Through speaking with hundreds of founders across multiple sectors, procurement stood out to us as a function where these principles can be applied effectively. Having spent more than two decades in the space after investing in SupplierMarket* (acquired by Ariba) during the dot-com boom and then leading Coupa’s* Series B back in 2008, we’ve had a front-row seat to the transformation of procurement from a back-office function to a strategic lever for business performance. The first wave of procurement tools played a pivotal role in bringing visibility and control to spend management across large enterprises. And what has become increasingly clear is that the next wave of innovation in procurement should be AI-native.  

Why? LLMs are effective at parsing and organizing unstructured data, making LLM-powered automation a natural fit for the type of diverse content procurement teams work with every day, including invoices, RFPs, and supplier questionnaires. RFP generation, supplier enrichment, and invoice analysis will all, in our view, become table stakes for procurement teams. But where would a company start in building an AI-native procurement platform? We think spending years growing to appreciate the pain points of procurement teams is, in our view, the perfect prerequisite.  

As we evaluated companies across the market, Alex Yakubovich and Stan Garber at Levelpath* shined in their forward thinking on how to become AI-native and build lasting products for the next decades. Prior to starting Levelpath, Alex and Stan co-founded ScoutRFP, a popular sourcing and supplier platform that sold to Workday in 2019. The experience gave Alex and Stan firsthand experience understanding the pain points of procurement professionals.  

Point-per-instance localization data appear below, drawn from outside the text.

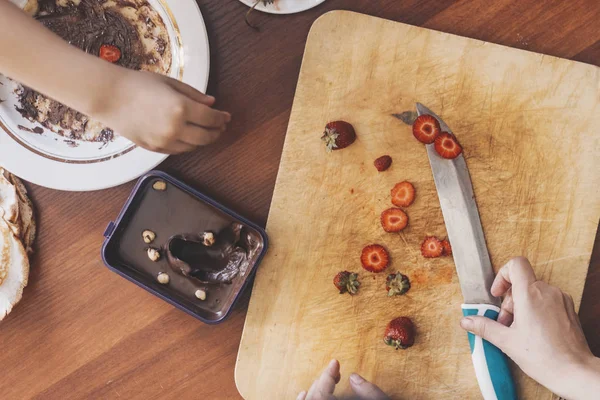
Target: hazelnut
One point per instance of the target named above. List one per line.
(153, 254)
(163, 278)
(208, 239)
(148, 236)
(159, 185)
(201, 294)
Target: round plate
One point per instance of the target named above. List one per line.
(52, 161)
(284, 6)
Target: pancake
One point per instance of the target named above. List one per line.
(17, 234)
(14, 268)
(132, 26)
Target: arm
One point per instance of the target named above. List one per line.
(539, 329)
(156, 112)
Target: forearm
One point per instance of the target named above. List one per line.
(36, 57)
(582, 382)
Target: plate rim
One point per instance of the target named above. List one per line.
(80, 181)
(265, 10)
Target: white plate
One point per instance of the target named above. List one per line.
(284, 6)
(48, 160)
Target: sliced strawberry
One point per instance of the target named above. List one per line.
(338, 135)
(394, 220)
(447, 248)
(383, 163)
(110, 53)
(426, 128)
(403, 194)
(400, 333)
(447, 146)
(374, 258)
(431, 247)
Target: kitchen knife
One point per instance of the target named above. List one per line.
(473, 265)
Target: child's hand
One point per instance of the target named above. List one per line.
(323, 387)
(539, 329)
(159, 113)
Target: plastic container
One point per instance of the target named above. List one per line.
(178, 209)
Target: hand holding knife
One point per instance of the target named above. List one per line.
(475, 272)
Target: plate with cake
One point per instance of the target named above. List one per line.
(52, 145)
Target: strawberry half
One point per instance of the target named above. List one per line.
(397, 284)
(447, 146)
(394, 220)
(383, 163)
(400, 333)
(447, 248)
(338, 135)
(374, 258)
(110, 53)
(403, 194)
(431, 247)
(346, 282)
(426, 128)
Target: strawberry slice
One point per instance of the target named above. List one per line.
(374, 258)
(431, 247)
(447, 146)
(447, 248)
(426, 128)
(403, 194)
(394, 220)
(110, 53)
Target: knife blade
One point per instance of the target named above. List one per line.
(473, 265)
(453, 184)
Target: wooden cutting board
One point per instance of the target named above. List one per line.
(529, 125)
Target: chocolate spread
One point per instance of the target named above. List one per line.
(178, 220)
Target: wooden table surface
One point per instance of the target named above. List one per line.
(81, 331)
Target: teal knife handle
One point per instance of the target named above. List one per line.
(491, 364)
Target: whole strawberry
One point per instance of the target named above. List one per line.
(397, 284)
(346, 282)
(338, 135)
(400, 333)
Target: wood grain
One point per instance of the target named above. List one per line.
(83, 332)
(536, 188)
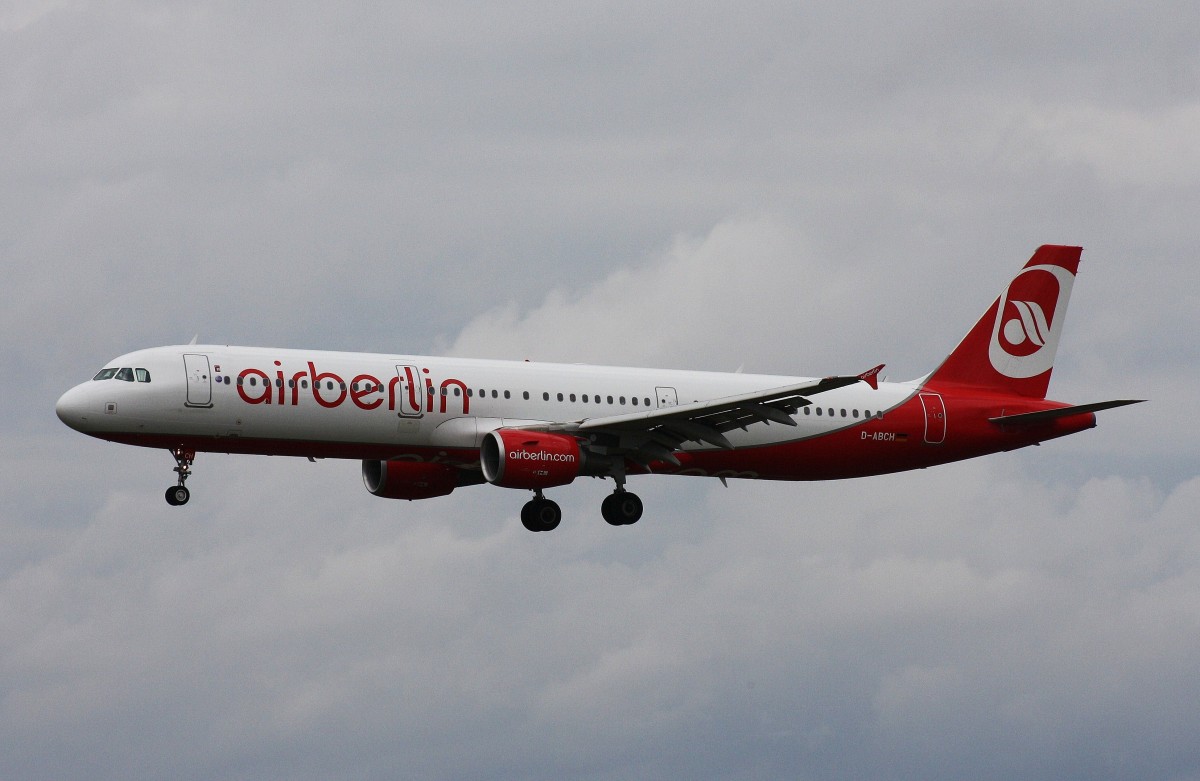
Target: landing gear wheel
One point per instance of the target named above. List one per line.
(179, 494)
(540, 515)
(622, 508)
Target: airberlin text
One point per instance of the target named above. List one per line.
(540, 455)
(412, 391)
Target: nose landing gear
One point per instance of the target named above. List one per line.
(179, 494)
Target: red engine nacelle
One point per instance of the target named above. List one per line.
(408, 479)
(515, 458)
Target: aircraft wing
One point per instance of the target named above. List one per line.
(1032, 419)
(655, 434)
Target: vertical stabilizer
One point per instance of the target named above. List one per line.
(1013, 346)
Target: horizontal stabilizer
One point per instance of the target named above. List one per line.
(1029, 419)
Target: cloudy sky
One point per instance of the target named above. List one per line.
(785, 187)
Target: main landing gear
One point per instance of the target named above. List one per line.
(622, 508)
(540, 514)
(619, 509)
(179, 494)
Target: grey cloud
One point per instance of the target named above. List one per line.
(793, 188)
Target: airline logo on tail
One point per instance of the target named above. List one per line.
(1025, 337)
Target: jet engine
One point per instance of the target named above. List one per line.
(408, 479)
(516, 458)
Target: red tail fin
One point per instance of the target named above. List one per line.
(1012, 348)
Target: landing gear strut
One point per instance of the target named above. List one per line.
(540, 514)
(179, 493)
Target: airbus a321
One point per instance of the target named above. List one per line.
(424, 426)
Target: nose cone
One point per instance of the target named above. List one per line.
(72, 408)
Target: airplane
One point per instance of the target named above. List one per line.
(424, 426)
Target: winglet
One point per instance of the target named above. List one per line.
(871, 376)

With a big vision, the team came back together in 2022 to build a unified procurement suite that is both mobile- and AI-native, a move intended to disrupt a category of strong legacy products and new startups. A key tenet of this mission is Levelpath’s supplier data model, which delivers a unified user experience across procurement applications and better AI integration. This integration allows for proactive supplier insights, dynamic risk detection and seamless tracking across every phase of the procurement lifecycle.  

Rather than bolting AI on top of legacy architecture, Levelpath embeds AI deeply into both user workflows and backend logic, aiming to automate intake, supplier evaluation, RFP creation and contract management. The team hopes to end the days of poorly integrated, manual solutions in procurement and has been working hard over the last several years to build an extensive platform with early customers.  

We’re excited to announce that we’re leading a $55M+ Series B round and will be working with Stan, Alex, and the entire Levelpath team in their effort to build  a high-performing, AI-native procurement platform. Our conviction stems from the team’s pedigree, early customer wins and what we see as broader market demand for a solution to disrupt the large, underserved procurement ecosystem. As the capabilities of AI continue to grow and evolve, we believe Levelpath will help shape what AI-native means in practice for procurement.